"'Love-o’-Women'"

(notes edited by
Peter Havholm)



notes on the text
[November 8th 2007]


Publication

This story was first published in Many Inventions in 1893. It is the seventeenth of the eighteen Mulvaney stories.

It is also collected in: The story

This tale it set within a frame, in which a womanising sergeant has been shot dead by the husband of a woman he had been making love to. The husband gets a lenient jail sentence, and the wife survives. Mulvaney, himself no mean womaniser in his time, reflects that the luckiest one of the three is the dead man.
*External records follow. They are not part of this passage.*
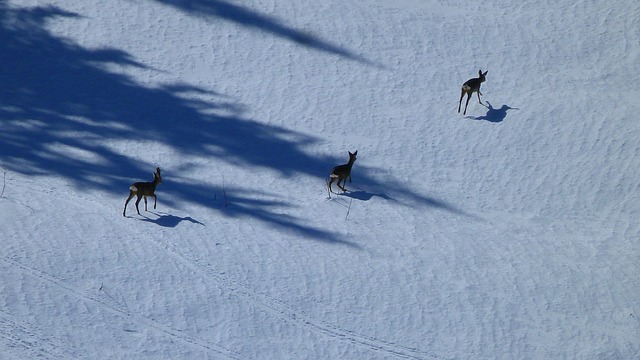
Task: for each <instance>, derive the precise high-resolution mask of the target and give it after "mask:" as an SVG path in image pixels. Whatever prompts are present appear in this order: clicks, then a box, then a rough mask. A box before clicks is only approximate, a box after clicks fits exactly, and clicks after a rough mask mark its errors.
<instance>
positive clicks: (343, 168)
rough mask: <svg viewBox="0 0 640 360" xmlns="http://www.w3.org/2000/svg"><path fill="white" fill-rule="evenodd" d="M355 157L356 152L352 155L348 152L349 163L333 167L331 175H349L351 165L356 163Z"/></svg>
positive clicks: (354, 152) (350, 168) (357, 153)
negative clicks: (348, 155) (333, 174)
mask: <svg viewBox="0 0 640 360" xmlns="http://www.w3.org/2000/svg"><path fill="white" fill-rule="evenodd" d="M356 155H358V151H355V152H354V153H351V152H349V162H348V163H346V164H342V165H338V166H336V167H334V168H333V171H331V173H332V174H335V175H349V174H350V173H351V168H352V167H353V163H354V162H355V161H356Z"/></svg>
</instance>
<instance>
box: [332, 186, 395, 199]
mask: <svg viewBox="0 0 640 360" xmlns="http://www.w3.org/2000/svg"><path fill="white" fill-rule="evenodd" d="M336 195H338V196H346V197H350V198H352V199H356V200H361V201H369V200H371V199H372V198H373V197H379V198H382V199H385V200H393V199H392V198H390V197H389V196H388V195H387V194H385V193H372V192H368V191H364V190H361V189H358V190H356V191H347V192H342V193H338V194H336Z"/></svg>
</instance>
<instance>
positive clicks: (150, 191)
mask: <svg viewBox="0 0 640 360" xmlns="http://www.w3.org/2000/svg"><path fill="white" fill-rule="evenodd" d="M161 182H162V177H161V176H160V168H156V172H154V173H153V181H151V182H144V181H139V182H136V183H133V185H131V186H130V187H129V190H131V191H133V192H134V193H136V194H138V195H145V196H148V195H153V194H154V192H155V191H156V187H157V186H158V184H160V183H161Z"/></svg>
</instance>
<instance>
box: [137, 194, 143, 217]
mask: <svg viewBox="0 0 640 360" xmlns="http://www.w3.org/2000/svg"><path fill="white" fill-rule="evenodd" d="M140 200H142V196H140V195H138V198H137V199H136V210H137V211H138V215H140V208H138V204H140Z"/></svg>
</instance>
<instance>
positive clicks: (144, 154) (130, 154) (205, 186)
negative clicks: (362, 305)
mask: <svg viewBox="0 0 640 360" xmlns="http://www.w3.org/2000/svg"><path fill="white" fill-rule="evenodd" d="M191 3H193V2H191ZM199 4H204V5H207V6H209V7H220V6H222V5H220V4H221V2H219V1H211V2H199ZM229 6H231V5H229ZM223 8H224V7H223ZM231 9H233V10H230V11H231V13H230V14H227V15H226V16H229V17H235V18H238V19H240V20H236V21H246V22H247V23H249V22H251V21H257V22H258V24H260V21H262V22H263V24H262V25H261V26H264V27H268V26H272V27H273V29H272V31H275V32H286V31H287V29H286V28H284V27H283V28H280V27H279V26H277V24H276V25H269V23H268V22H267V21H268V19H265V20H259V19H258V20H251V16H250V14H244V13H243V12H242V11H243V10H242V9H236V8H235V7H233V6H231ZM209 11H212V10H211V9H209ZM238 12H239V13H238ZM61 17H64V18H80V17H81V15H79V14H75V13H71V12H68V11H64V10H62V9H60V8H58V7H53V6H39V7H32V8H20V7H11V6H9V5H7V2H6V0H0V65H1V66H0V79H1V83H2V87H0V146H1V149H2V152H1V153H0V164H1V165H2V166H3V168H4V169H6V170H8V171H13V172H16V173H20V174H24V175H28V176H54V177H59V178H62V179H65V180H66V181H68V182H70V183H71V185H72V186H74V187H75V188H76V189H78V191H82V192H92V191H100V192H104V193H109V194H113V195H117V196H119V197H121V198H122V201H123V202H122V203H120V204H124V199H125V198H126V192H127V188H128V186H129V185H131V182H133V181H135V180H138V179H140V180H145V179H148V178H149V174H150V173H151V170H152V169H153V168H155V167H156V166H157V165H159V166H161V167H162V164H158V163H157V160H155V159H158V158H161V154H157V153H154V152H153V150H148V149H149V148H154V147H149V146H148V145H146V144H160V145H162V146H163V147H166V148H167V149H169V150H167V151H171V152H173V153H175V154H176V156H183V157H185V158H187V159H188V158H189V157H190V156H198V157H209V158H212V159H214V158H215V159H216V160H218V161H225V162H227V163H229V164H233V165H234V166H241V167H246V168H264V169H269V170H272V171H277V172H279V173H280V174H281V175H283V176H285V177H291V176H300V175H308V176H314V177H316V176H323V175H324V174H325V171H326V170H327V169H329V168H331V166H333V165H335V164H337V163H341V161H340V160H341V159H340V160H339V159H338V158H337V157H328V156H313V155H310V154H309V153H307V152H306V149H307V148H308V147H310V146H313V145H314V144H316V143H319V142H320V141H321V139H320V138H318V137H314V136H309V135H305V134H302V133H298V132H295V131H291V130H289V129H286V128H284V127H278V126H272V125H267V124H264V123H261V122H260V121H257V120H254V119H250V118H246V117H244V116H243V115H242V112H243V107H242V105H240V104H236V103H234V102H232V101H229V99H228V98H226V97H224V95H221V94H218V93H215V92H214V91H211V90H208V89H203V88H199V87H194V86H191V85H189V84H171V85H166V86H161V87H147V86H144V85H142V84H140V83H138V82H136V80H135V79H134V78H132V77H130V76H127V75H124V74H122V73H116V72H111V71H109V70H107V69H108V68H109V65H116V66H119V67H120V68H123V67H126V68H131V67H133V68H136V69H140V70H145V71H153V69H149V68H148V67H147V66H146V65H145V64H142V63H140V62H138V61H136V60H135V59H133V58H132V57H131V56H130V55H129V54H127V53H126V52H123V51H121V50H118V49H88V48H83V47H81V46H79V45H77V44H75V43H73V42H72V41H70V40H66V39H63V38H60V37H56V36H54V35H53V34H51V33H50V32H49V31H47V30H46V25H47V22H50V21H54V20H55V19H58V18H61ZM253 26H256V25H253ZM289 31H290V32H291V34H295V31H293V30H289ZM283 36H284V35H283ZM317 46H320V45H317ZM137 144H140V145H137ZM134 145H135V147H134ZM163 170H164V169H163ZM176 173H177V172H176ZM165 174H166V177H167V179H165V181H164V182H163V185H161V186H163V187H164V188H163V190H162V192H161V194H159V203H158V205H159V206H161V204H162V202H165V201H166V202H167V203H169V204H173V205H175V206H183V205H184V204H185V203H191V204H196V205H200V206H204V207H207V208H211V209H213V210H216V211H219V212H220V213H222V214H224V215H226V216H232V217H251V218H254V219H256V220H258V221H261V222H264V223H267V224H269V225H270V226H272V227H274V228H277V229H281V230H285V231H294V232H296V233H300V234H302V235H303V236H305V237H307V238H311V239H316V240H320V241H325V242H328V243H332V244H343V245H348V246H351V247H354V248H358V246H357V244H353V243H349V242H346V241H344V240H342V239H340V238H339V236H338V235H337V234H334V233H332V232H330V231H326V230H323V229H316V228H314V227H312V226H309V225H308V224H306V223H305V221H304V220H305V219H298V218H294V217H291V216H286V215H281V214H279V210H280V208H282V207H286V206H289V205H288V204H283V203H278V202H277V201H272V200H269V199H270V198H271V196H269V194H262V195H260V194H259V193H252V192H251V191H247V190H242V189H240V190H242V191H240V190H239V191H238V194H241V195H240V196H236V197H234V199H233V202H232V206H229V207H221V206H216V205H215V203H214V202H212V196H213V194H215V193H221V189H220V188H218V187H216V186H211V185H208V184H206V183H203V182H198V181H192V180H184V179H180V178H175V180H174V181H173V183H172V180H173V179H172V178H171V176H168V175H169V174H171V169H166V172H165ZM362 180H363V181H364V182H365V183H368V184H371V185H372V188H376V187H377V188H381V189H384V188H386V186H387V185H383V184H381V183H380V182H379V181H377V180H375V179H374V178H373V177H371V176H368V175H366V174H365V175H364V176H363V177H362ZM165 189H166V190H165ZM165 191H166V193H165ZM380 193H381V192H380ZM256 194H257V195H256ZM394 194H397V192H396V193H394ZM400 194H401V195H404V196H405V197H411V198H414V199H416V201H423V202H426V203H427V204H431V203H432V202H430V201H429V199H423V198H422V197H421V196H420V195H419V194H415V193H413V192H411V191H410V190H404V192H401V193H400ZM234 195H237V194H235V193H234ZM363 196H365V195H363ZM394 196H395V195H394ZM265 198H266V200H265ZM421 199H422V200H421ZM432 205H437V203H434V204H432ZM118 208H119V209H120V206H118ZM182 221H190V220H189V219H187V218H178V217H161V219H160V222H159V225H162V226H176V225H177V223H179V222H182Z"/></svg>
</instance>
Mulvaney goes on to tell the story of Larry Tighe, a big dangerously attractuve gentleman-ranker, who wilfully makes love to many good women, and breaks hearts out of sheer devilment. He moves on to another regiment, and Mulvaney meets him years later, during a bloody campaign on the frontier. There, Tighe takes risks designed to get himself killed— to no avail. He tells Mulvaney that he can no longer get drunk and that he has long ago thrown away a love that was ‘di’monds an’ pearls’. As the regiment returns to Peshawur, Tighe succumbs to the last stages of syphilis. The woman he remembers finds him and takes him to her brothel, where he dies in her arms. She shoots herself dead.


Some critical comments

Angus Wilson says that the 'most graphic moment in all the battle scenes' is the one where Dinah and the Colonel’s wife meet the regiment in a pony trap.
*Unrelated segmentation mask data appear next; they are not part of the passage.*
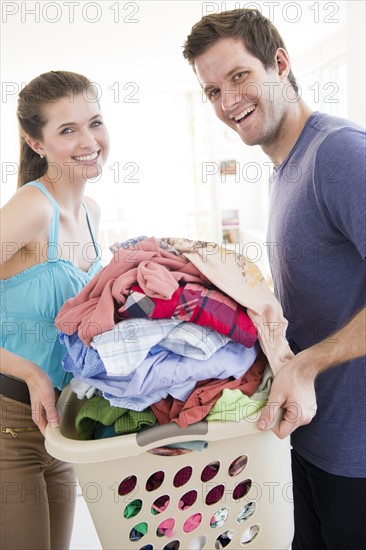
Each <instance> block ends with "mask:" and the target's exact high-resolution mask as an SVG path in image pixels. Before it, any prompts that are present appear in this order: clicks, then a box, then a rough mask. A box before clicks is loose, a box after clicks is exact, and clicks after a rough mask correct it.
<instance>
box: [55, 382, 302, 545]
mask: <svg viewBox="0 0 366 550" xmlns="http://www.w3.org/2000/svg"><path fill="white" fill-rule="evenodd" d="M81 404H82V402H81V401H79V400H78V399H77V397H76V396H75V395H74V394H73V393H72V392H71V390H70V388H69V387H67V388H65V390H64V391H63V392H62V394H61V397H60V399H59V407H60V410H61V423H60V427H59V428H56V429H51V428H47V431H46V448H47V450H48V452H49V453H50V454H51V455H53V456H55V457H56V458H59V459H60V460H64V461H67V462H71V463H73V464H74V465H75V470H76V475H77V477H78V480H79V483H80V486H81V489H82V492H83V496H84V498H85V500H86V502H87V504H88V507H89V511H90V514H91V516H92V519H93V522H94V525H95V527H96V530H97V533H98V536H99V538H100V541H101V544H102V546H103V548H104V549H106V550H110V549H120V550H127V549H130V548H131V549H136V550H158V549H160V550H162V549H164V550H178V549H179V550H200V549H207V550H213V549H216V548H225V547H227V548H228V550H238V549H240V548H244V549H245V548H248V549H257V550H259V549H260V550H264V549H265V550H271V549H281V550H282V549H288V548H289V547H290V544H291V539H292V533H293V520H292V482H291V472H290V451H289V442H288V440H279V439H278V438H277V437H276V436H275V435H274V434H273V433H272V432H271V431H268V432H264V433H263V432H259V431H258V430H257V428H256V424H255V421H256V419H257V417H256V418H253V417H252V418H249V419H246V420H242V421H240V422H235V421H231V422H210V423H206V422H199V423H197V424H194V425H191V426H189V427H188V428H187V429H185V430H182V429H181V428H179V427H178V426H177V425H176V424H166V425H163V426H158V427H154V428H151V429H149V430H146V431H143V432H140V433H139V434H129V435H122V436H117V437H112V438H109V439H101V440H95V441H78V440H77V434H76V431H75V427H74V424H75V423H74V420H75V416H76V414H77V412H78V410H79V408H80V406H81ZM196 440H200V441H205V442H206V443H205V446H206V448H204V449H203V450H202V451H201V452H199V451H192V452H189V453H187V454H181V455H177V456H160V455H157V454H152V453H151V452H148V451H150V450H151V449H154V448H156V447H161V446H164V445H168V444H172V443H179V442H183V441H184V442H187V441H196Z"/></svg>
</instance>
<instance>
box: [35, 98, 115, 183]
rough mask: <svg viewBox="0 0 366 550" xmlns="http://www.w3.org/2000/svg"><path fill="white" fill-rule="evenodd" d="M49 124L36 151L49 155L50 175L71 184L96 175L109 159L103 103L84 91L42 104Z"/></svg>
mask: <svg viewBox="0 0 366 550" xmlns="http://www.w3.org/2000/svg"><path fill="white" fill-rule="evenodd" d="M43 113H44V116H45V118H46V120H47V123H46V124H45V126H44V127H43V131H42V134H43V137H42V140H41V141H39V142H38V149H37V153H39V154H42V155H44V156H45V157H46V158H47V162H48V170H47V174H46V175H47V176H48V177H49V178H50V179H51V181H54V180H55V179H62V180H63V181H65V180H66V181H68V182H70V183H75V182H78V181H85V180H87V179H92V178H96V177H97V176H99V174H100V173H101V170H102V168H103V166H104V164H105V162H106V160H107V157H108V153H109V135H108V130H107V128H106V127H105V125H104V122H103V117H102V114H101V111H100V106H99V103H98V101H97V99H95V100H93V99H92V100H91V99H90V97H88V96H87V95H86V94H85V97H84V94H78V95H74V94H71V96H70V97H68V96H67V97H63V98H61V99H59V100H57V101H55V102H52V103H47V104H45V105H44V107H43Z"/></svg>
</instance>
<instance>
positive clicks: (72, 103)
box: [0, 71, 109, 550]
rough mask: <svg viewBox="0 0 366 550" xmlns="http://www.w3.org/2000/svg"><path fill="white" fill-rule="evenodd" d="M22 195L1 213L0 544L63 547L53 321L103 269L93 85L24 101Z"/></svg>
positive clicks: (48, 88) (101, 153) (61, 475)
mask: <svg viewBox="0 0 366 550" xmlns="http://www.w3.org/2000/svg"><path fill="white" fill-rule="evenodd" d="M17 116H18V120H19V131H20V166H19V178H18V190H17V192H16V193H15V195H14V196H13V197H12V198H11V200H10V201H9V202H8V203H7V204H6V205H5V206H4V207H3V209H2V211H1V224H2V227H1V241H2V242H1V287H0V288H1V296H2V302H1V312H2V328H1V331H2V332H1V344H2V349H1V389H0V391H1V395H0V398H1V412H2V414H1V434H0V436H1V482H2V489H3V495H2V504H1V548H3V549H7V550H8V549H10V548H17V549H19V548H22V549H28V548H29V549H31V548H32V549H37V550H40V549H48V548H52V549H54V548H59V549H61V548H62V549H65V548H68V547H69V543H70V537H71V530H72V523H73V514H74V504H75V499H74V488H75V477H74V474H73V471H72V468H71V467H70V466H69V465H68V464H65V463H62V462H60V461H58V460H56V459H53V458H52V457H51V456H50V455H48V454H47V452H46V450H45V448H44V432H45V428H46V426H47V424H50V425H51V426H56V425H57V423H58V420H59V419H58V414H57V410H56V406H55V402H56V399H57V395H58V393H59V391H60V390H62V388H63V387H64V386H65V384H66V383H67V382H68V380H69V379H68V375H67V373H65V372H64V371H63V369H62V365H61V360H62V357H63V355H64V349H63V347H62V346H61V344H60V343H59V341H58V338H57V332H56V329H55V327H54V323H53V322H54V319H55V317H56V315H57V313H58V311H59V310H60V308H61V306H62V305H63V303H64V302H65V301H66V300H67V299H68V298H70V297H72V296H74V295H75V294H77V293H78V292H79V291H80V290H81V288H82V287H83V286H85V284H86V283H87V282H88V281H89V280H90V279H91V278H92V277H93V276H94V275H95V274H96V273H97V272H98V270H99V269H100V267H101V265H100V256H99V252H98V248H97V244H96V241H95V238H94V233H93V228H96V227H97V225H98V221H99V215H100V213H99V207H98V205H97V204H96V203H95V202H94V201H93V200H91V199H89V198H87V197H84V191H85V185H86V181H87V179H90V178H96V177H97V176H99V174H100V172H101V169H102V167H103V165H104V163H105V161H106V158H107V155H108V151H109V137H108V132H107V129H106V127H105V126H104V123H103V118H102V115H101V111H100V106H99V102H98V98H97V94H96V93H95V91H94V89H93V86H92V84H91V82H90V81H89V80H88V79H87V78H85V77H84V76H82V75H79V74H76V73H71V72H62V71H55V72H54V71H52V72H49V73H45V74H42V75H40V76H39V77H37V78H35V79H34V80H32V81H31V82H30V83H29V84H28V85H27V86H26V87H25V88H24V89H23V90H22V91H21V93H20V94H19V102H18V111H17Z"/></svg>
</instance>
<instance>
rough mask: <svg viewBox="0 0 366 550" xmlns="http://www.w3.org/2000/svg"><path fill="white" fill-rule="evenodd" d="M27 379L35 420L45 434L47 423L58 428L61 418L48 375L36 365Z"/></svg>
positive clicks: (53, 388)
J.H. Fenwick (in Kipling's Mind and Art, Ed. Andrew Rutherford) says:

'Love-o-Women' fails in its center because both Mulvaney and Kipling are unequal to it ... Kipling does not realize the complexity of what he is handling. Larry Tighe is scarcely drawn at all.
Fenwick goes on to comment that the story descends into:
complex and unacceptable melodrama. While Kipling wrote many more serious stories, he did not again attempt the kind of tragedy he seems to have had in mind in this story and in “The Courting of Dinah Shadd”. (Life's Handicap).
Daniel Karlin comments:

The story ... belongs to a group of early tales of sexual passion and obsession, [such as] ‘Beyond the Pale,’ ‘On Greenhow Hill’ ... ‘Dray Wara Yow Dee’ and ‘In Flood Time’. Mulvaney’s prickly, compassionate, fearful attitude to ‘Love o’ Women’ anticipates Pyecroft’s feelings about Vickery in ‘Mrs. Bathurst’.